The experiment accession needs to be set in the environment variable EXP_ID
.
These routines expect the collection to be created already, and work as an
update to the content of the collection (deduplicating
experiment_accession,gene_id
tuples). Temporary files are created as part of
this process; by default they are written to $PWD
but this can be overridden
by exporting the $WORKDIR
variable. You should make sure that the running
user has write permissions to either the current working directory, or
$WORKDIR
if it has been set.
export SOLR_HOST=192.168.99.100:32080
export EXP_ID=E-GEOD-106540
export MATRIX_MARKT_ROWS_GENES_FILE=../path/to/E-GEOD-106540.aggregated_counts.mtx_rows
load-scxa-gene2experiment.sh
In order to delete a particular experiment's gene2experiment Solr documents based on its accession from a live index, do:
export EXP_ID=desired-exp-identifier
export SOLR_HOST=192.168.99.100:32080
delete-scxa-gene2experiment-exp-entries.sh
Tests are located in the tests
directory and require Docker to run. To run them, execute run_tests_in_containers.sh
. The tests
folder includes example data in Matrix Market format.

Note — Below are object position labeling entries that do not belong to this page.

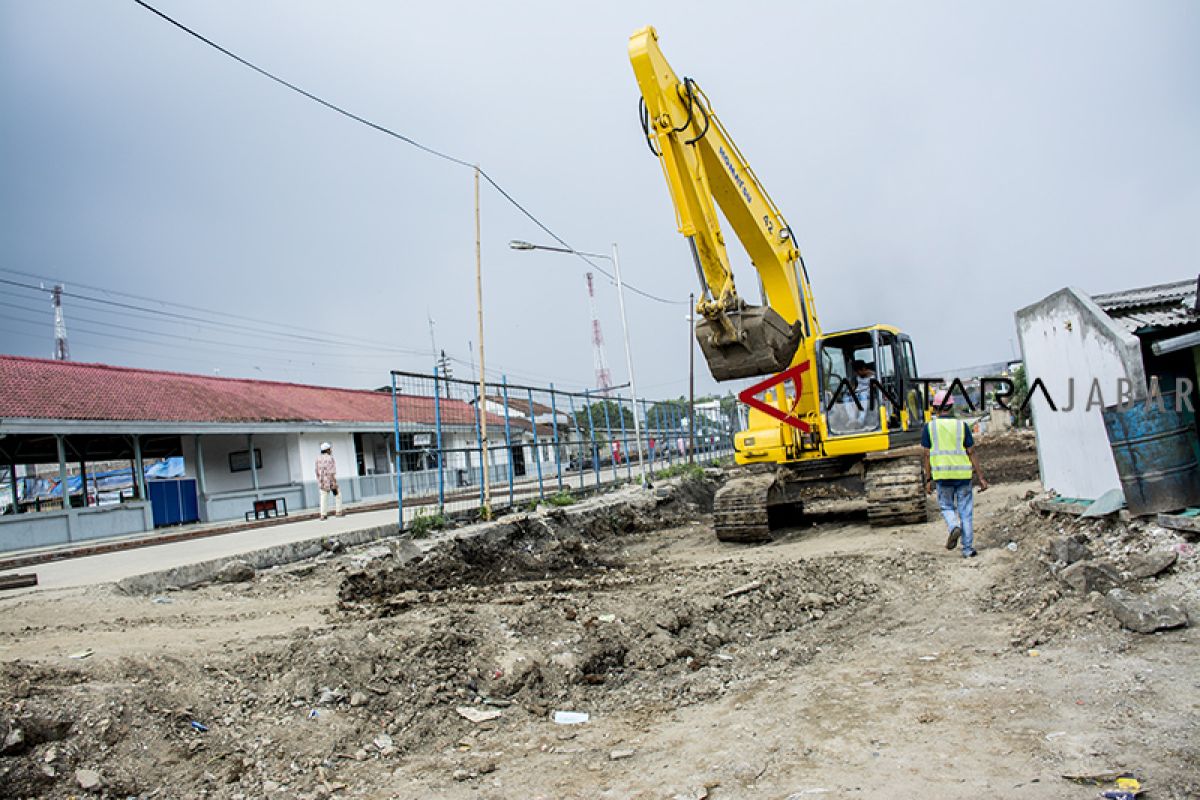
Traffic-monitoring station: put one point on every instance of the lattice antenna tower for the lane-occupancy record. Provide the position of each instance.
(61, 352)
(599, 358)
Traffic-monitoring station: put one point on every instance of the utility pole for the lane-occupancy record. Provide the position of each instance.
(691, 380)
(483, 373)
(61, 352)
(629, 366)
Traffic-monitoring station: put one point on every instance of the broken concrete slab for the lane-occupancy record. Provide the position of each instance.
(1149, 565)
(1067, 549)
(1092, 575)
(1146, 614)
(235, 571)
(1108, 503)
(193, 575)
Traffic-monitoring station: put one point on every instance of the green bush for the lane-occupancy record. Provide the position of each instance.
(426, 523)
(682, 470)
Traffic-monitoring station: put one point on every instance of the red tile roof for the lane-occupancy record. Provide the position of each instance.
(67, 390)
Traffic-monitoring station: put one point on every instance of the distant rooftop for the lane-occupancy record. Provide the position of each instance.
(43, 389)
(1167, 305)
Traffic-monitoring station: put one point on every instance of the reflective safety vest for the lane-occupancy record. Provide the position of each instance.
(948, 458)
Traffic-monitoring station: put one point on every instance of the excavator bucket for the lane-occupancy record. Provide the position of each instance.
(765, 344)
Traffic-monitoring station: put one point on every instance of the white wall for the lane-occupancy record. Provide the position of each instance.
(216, 447)
(1067, 336)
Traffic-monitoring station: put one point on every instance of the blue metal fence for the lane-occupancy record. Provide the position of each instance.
(455, 449)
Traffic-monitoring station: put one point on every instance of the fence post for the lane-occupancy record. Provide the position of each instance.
(437, 427)
(558, 451)
(400, 462)
(592, 429)
(624, 438)
(575, 423)
(649, 434)
(607, 427)
(483, 456)
(508, 437)
(537, 457)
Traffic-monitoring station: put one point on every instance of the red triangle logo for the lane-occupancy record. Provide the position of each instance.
(793, 374)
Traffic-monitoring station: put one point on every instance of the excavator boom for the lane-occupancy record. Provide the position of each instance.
(706, 170)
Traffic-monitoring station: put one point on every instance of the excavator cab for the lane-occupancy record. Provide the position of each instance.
(762, 343)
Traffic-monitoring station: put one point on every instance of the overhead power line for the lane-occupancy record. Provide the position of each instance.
(409, 140)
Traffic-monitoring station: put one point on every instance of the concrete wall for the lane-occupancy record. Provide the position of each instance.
(49, 528)
(1066, 336)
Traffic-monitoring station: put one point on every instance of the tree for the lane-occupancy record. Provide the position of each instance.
(605, 426)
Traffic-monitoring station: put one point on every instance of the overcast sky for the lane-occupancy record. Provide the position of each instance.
(942, 164)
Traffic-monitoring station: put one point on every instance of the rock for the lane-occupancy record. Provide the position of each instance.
(1146, 614)
(13, 743)
(1091, 576)
(1150, 564)
(88, 780)
(1067, 549)
(235, 571)
(405, 549)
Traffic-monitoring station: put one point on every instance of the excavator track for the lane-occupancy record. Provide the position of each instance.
(739, 509)
(895, 492)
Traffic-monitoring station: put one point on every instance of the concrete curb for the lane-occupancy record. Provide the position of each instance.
(193, 575)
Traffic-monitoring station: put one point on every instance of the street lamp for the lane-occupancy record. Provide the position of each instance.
(516, 244)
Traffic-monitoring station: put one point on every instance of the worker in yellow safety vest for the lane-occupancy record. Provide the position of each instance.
(949, 465)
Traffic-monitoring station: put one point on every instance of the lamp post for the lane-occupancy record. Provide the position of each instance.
(624, 329)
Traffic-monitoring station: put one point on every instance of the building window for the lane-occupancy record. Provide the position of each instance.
(417, 452)
(239, 461)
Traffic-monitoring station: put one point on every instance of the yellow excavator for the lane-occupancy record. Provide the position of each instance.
(841, 413)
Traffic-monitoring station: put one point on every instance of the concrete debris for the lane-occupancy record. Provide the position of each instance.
(1149, 565)
(1067, 549)
(743, 589)
(1146, 614)
(1093, 575)
(88, 780)
(13, 743)
(235, 571)
(478, 715)
(1108, 503)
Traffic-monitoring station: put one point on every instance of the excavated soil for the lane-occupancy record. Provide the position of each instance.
(837, 661)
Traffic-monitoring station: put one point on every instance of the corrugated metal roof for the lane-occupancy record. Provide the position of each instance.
(1167, 305)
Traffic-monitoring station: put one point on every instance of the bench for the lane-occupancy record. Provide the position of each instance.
(268, 509)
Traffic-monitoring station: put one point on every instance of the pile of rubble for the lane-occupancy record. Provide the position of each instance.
(1140, 573)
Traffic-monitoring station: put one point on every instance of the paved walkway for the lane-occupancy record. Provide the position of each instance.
(108, 567)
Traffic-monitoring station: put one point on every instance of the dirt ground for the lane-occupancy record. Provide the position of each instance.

The container is available for use at quay.io/ebigxa/index-scxa-module at latest or any of the tags after 0.2.0, so it could be used like this:
docker run -v /local_data:/data \
-e EXP_ID=<the-accession-of-experiment> \
-e SOLR_HOST=<solr-host:solr-port> \
-e MATRIX_MARKT_ROWS_GENES_FILE=<path-inside-container-for-matrixMarkt-file> \
--entrypoint load_scxa_gene2experiment_index.sh \
quay.io/ebigxa/index-scxa-module:latest
Please note that MATRIX_MARKT_ROWS_GENES_FILE
needs to make sense with how you mount
data inside the container. You can change entrypoint and env variables given to use the other scripts mentioned above.